Ученый стиснул руки и, трепеща от страха и сострадания, перевел взгляд со спящего на Видение, которое стояло над мальчиком, сурово указывая на него.
– Вот пред тобою, – продолжал Призрак, – законченный образец того, чем пожелал стать ты. Твое тлетворное влияние здесь бессильно, ибо из груди этого ребенка тебе нечего изгнать. Его мысли страшно схожи с твоими, ибо ты пал так же противоестественно низко, как низок он. Он – порождение людского равнодушия; ты – порождение людской самонадеянности. И там и здесь отвергнут благодетельный замысел провидения – и с противоположных полюсов нематериального мира оба вы пришли к одному и тому же.
Ученый склонился к мальчику и с тем же состраданием, какое испытывал к самому себе, укрыл спящего и уже не отстранялся от него более с отвращением или холодным равнодушием.
Но вот вдалеке просветлел горизонт, тьма рассеялась, в пламенном великолепии взошло солнце – и коньки крыш и трубы старинного здания засверкали в прозрачном утреннем воздухе, и дым и пар над городом стал точно золотое облако. Даже старые солнечные часы в глухом и темном углу, где ветер всегда кружил и свистал с непостижимым для ветра постоянством, стряхнули рыхлый снег, осыпавший за ночь их тусклый, унылый лик, и весело поглядывали на завивающиеся вокруг белые тонкие вихорьки. Надо думать, что утро как-то ощупью, вслепую проникло и в заброшенные, холодные и сырые подвалы с их низкими нормандскими сводами, наполовину ушедшими в землю; что оно пробудило ленивые соки в ползучих растениях, вяло цеплявшихся за стены, – и в этом удивительном хрупком мирке тоже встрепенулось медлительное жизненное начало, таинственным образом ощутив наступление дня.
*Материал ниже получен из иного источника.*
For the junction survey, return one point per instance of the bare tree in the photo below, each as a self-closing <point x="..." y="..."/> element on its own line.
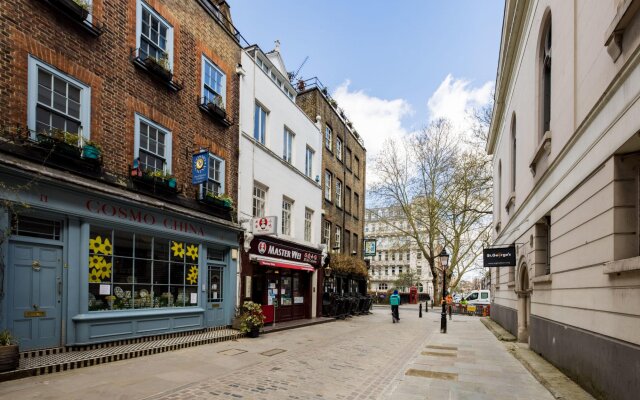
<point x="443" y="192"/>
Семейство Тетерби было уже на ногах и не теряло времени зря. Мистер Тетерби снял ставни с окна своей лавчонки и одно за другим открыл ее сокровища взорам населения «Иерусалима», столь равнодушного ко всем этим соблазнам. Адольф-младший
давным-давно ушел из дому и предлагал читателям уже не «Утренний листок», а «Утренний блисток». Пятеро младших Тетерби, чьи десять кpyглых глаз успели покраснеть от попавшего в них мыла и от растирания кулаками, претерпевали в кухне все муки умывания холодной водой под бдительным взором миссис Тетерби. Джонни, уже покончивший со своим туалетом (ему никогда не удавалось умыться спокойно, ибо его подгоняли и поторапливали всякий раз, как Молох бывал настроен требовательно и непримиримо, а так бывало всегда), бродил взад и вперед у входа в лавку, больше обычного изнемогая под тяжестью своей ноши; к весу самого Молоха прибавился еще немалый вес различных вязанных из шерсти приспособлений для защиты от холода, образовавших вместе с капором и голубыми гетрами единую непроницаемую броню.У этого дитяти была одна особенность: вечно у него резались зубки. То ли они никогда до конца не прорезались, то ли, прорезавшись, вновь исчезали – неизвестно; во всяком случае, если верить миссис Тетерби, их резалось столько, что хватило бы на вывеску трактира «Бык и Волчья пасть». Поэтому у талии Молоха (которая находилась непосредственно под подбородком) постоянно болталось костяное кольцо, такое огромное, что оно могло бы сойти за четки недавно постригшейся монахини, – и однако, когда младенцу требовалось унять зуд в чесавшихся деснах, ему позволяли тащить в рот самые разнообразные предметы. Рукоятки ножей, набалдашники тростей, ручки зонтов, пальцы всех членов семейства и в первую очередь Джонни, терка для мускатных орехов, хлебные корки, ручки дверей и прохладная круглая головка кочерги – таковы были самые обычные инструменты, без разбора употреблявшиеся для успокоения дитяти. Трудно учесть, сколько электричества добывалось за неделю из его десен путем непрестанного трения. И все же миссис Тетерби неизменно повторяла: «Вот прорежется зубок, и тогда наша крошка снова придет в себя». Но зуб так и не прорезывался на свет божий, и крошка по-прежнему пребывала где-то вне себя.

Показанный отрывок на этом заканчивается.